During his nationally-televised September speech, Obama said:

Now, finally, many in this chamber – particularly on the Republican side of the aisle – have long insisted that reforming our medical malpractice laws can help bring down the cost of health care. … Now, I don’t believe malpractice reform is a silver bullet, but I’ve talked to enough doctors to know that defensive medicine may be contributing to unnecessary costs. So I’m proposing that we move forward on a range of ideas about how to put patient safety first and let doctors focus on practicing medicine. I know that the Bush Administration considered authorizing demonstration projects in individual states to test these ideas.

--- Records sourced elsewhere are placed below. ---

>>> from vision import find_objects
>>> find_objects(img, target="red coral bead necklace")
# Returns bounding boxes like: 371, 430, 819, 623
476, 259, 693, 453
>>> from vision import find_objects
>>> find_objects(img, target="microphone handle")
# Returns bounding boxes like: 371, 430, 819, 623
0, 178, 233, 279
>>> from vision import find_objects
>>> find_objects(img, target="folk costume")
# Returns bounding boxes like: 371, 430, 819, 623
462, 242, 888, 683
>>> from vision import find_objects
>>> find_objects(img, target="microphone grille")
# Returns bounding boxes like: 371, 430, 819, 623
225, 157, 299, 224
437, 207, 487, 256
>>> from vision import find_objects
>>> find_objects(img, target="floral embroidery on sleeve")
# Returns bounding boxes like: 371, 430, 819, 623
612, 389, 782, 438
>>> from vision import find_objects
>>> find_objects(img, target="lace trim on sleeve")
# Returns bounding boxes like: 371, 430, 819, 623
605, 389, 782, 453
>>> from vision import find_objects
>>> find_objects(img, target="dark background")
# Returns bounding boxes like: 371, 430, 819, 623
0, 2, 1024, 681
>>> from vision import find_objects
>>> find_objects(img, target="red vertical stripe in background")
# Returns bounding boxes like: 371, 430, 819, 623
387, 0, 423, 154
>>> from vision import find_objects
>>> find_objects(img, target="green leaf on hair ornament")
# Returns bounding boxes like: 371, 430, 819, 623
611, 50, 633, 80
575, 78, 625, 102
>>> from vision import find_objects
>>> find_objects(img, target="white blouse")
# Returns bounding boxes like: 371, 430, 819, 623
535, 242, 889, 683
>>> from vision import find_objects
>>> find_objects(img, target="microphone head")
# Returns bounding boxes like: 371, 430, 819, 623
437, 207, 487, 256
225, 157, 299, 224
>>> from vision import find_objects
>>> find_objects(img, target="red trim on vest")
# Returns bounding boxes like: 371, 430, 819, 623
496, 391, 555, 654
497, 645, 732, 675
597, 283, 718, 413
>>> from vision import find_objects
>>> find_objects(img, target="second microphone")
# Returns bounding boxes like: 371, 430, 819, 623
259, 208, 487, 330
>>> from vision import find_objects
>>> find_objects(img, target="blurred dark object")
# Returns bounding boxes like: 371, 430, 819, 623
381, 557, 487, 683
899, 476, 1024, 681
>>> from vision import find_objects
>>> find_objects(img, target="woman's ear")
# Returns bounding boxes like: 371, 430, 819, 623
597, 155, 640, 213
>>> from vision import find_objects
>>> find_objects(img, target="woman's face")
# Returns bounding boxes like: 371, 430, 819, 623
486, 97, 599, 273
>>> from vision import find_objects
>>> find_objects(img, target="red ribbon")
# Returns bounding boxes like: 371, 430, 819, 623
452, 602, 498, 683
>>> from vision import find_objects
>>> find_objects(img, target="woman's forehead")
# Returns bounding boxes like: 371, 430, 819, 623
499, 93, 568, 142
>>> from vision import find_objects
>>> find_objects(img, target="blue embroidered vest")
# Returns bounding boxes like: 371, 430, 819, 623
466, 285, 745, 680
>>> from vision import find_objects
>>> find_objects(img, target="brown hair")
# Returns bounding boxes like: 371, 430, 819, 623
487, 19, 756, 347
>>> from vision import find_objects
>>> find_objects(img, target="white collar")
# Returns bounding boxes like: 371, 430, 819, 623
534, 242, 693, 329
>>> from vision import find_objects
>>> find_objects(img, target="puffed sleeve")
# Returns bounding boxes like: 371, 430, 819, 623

I think it’s a good idea, and I’m directing my Secretary of Health and Human Services to move forward on this initiative today.”

However, according to a House Oversight and Government Reform Committee report on the benefits of capping non-economic damages and passing other tort reform measures released last week, it appears the President wasn’t being sincere when he made that directive.  The report, on page 4, reads:

Committee staff inquired of HHS whether they had an updated figure [on how much the federal government spends annually for malpractice coverage and the costs of defensive medicine], but staff was told by personnel of the Office of the Assistant Secretary for Planning and Evaluation that the report in question involved medical litigation which ‘is not a priority for this Administration.’”  

“The first question I have for President Obama is if he still stands by his call for tort reform or was he just lying to Congress when he directed Secretary [Kathleen] Sebelius to pursue an initiative addressing the costs of defensive medicine,” Issa, who is the ranking Republican on the Oversight and Government Reform Committee, said in a statement released Monday. 

With all due respect Congressman, do you even have to ask?  The President’s commitment to meaningful tort reform is about as sincere as his commitment to bipartisanship.  Both are simply “not a priority for this Administration.”